Heckmann et al discussed this issue very prominently in the mainstream of two very different scientific comunities. As well in the statistical literature:

Heckman, J. J., Econometric Causality, International Statistical Review, Blackwell Publishing Ltd, 2008, 76, 1-27.

as well as in the economic literature:

Heckman, J. J. and Vytlacil, E., Structural Equations, Treatment Effects, and Econometric Policy Evaluation, Econometrica, The Econometric Society, 2005, 73, pp. 669-738.

Summarizing, I would like to emphasize, a while ago there had been a very thorough discussion in mainstream econometrics on the notion of causality, viz. a methodology (in the narrow original sense) of the fundamentals of econometrics. This means, there is a well defined framework relating the concept of causality to statistics resulting in a transparent understanding of the knowledge gained by using this methodology.
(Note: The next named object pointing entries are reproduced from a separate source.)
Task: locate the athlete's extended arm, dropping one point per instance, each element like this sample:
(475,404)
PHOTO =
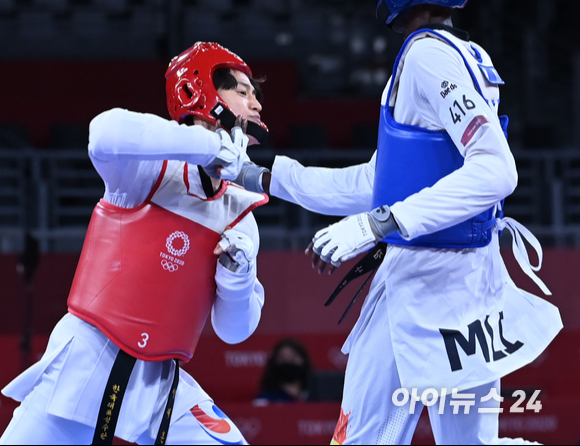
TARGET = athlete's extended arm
(240,296)
(338,192)
(128,150)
I advocate to use this framework unless there is no better one.

I would be interested in your opinion on that.

Cheers,

Lutz

Dear Lutz = it was only after reading Pearl’s work that the massive amount of confusion and headaches caused by the enormously complicated literature on causality cleared up in my mind. You might try starting with the Book of Why. Above statements that you have cited from Heckman are sufficient to convince me that he does not have a clue — Three tasks, which are of increasing levels of complexity (from Book of Why) are: The FIRST step on the ladder of causation is just OBSERVING the world, and getting the correlations right, and separating the spurious and accidental ones from the genuine ones, which persist over time. This step corresponds to the points [2] AND [3] of Heckman you have cited above. The SECOND step is to construct the CAUSAL relationships – these involve figuring out the effects of INTERVENTIONS. Now the AMAZING thing is that this information is NOT CONTAINED in the observable data distributions. Even if you have infinite samples of data with zero sampling variation, you cannot find out the effects of interventions. If you see balls rolling down slopes and calculate speeds across time, you can reconstruct a particular instance of the laws of motion. But you cannot get to the law itself, which is based on the causes of what is observed, for that you would have to make Newtonian level of inference. So the SECOND level CANNOT ever be reduced to the FIRST level. Heckman does not seem be to aware of this. The THIRD level, distinct, different, and more difficult than the first two is the analysis of COUNTERFACTUALS, which depends on the first two, but is different from them. One simply CANNOT get from observations to counterfactuals as Heckman seems to suggest is possible.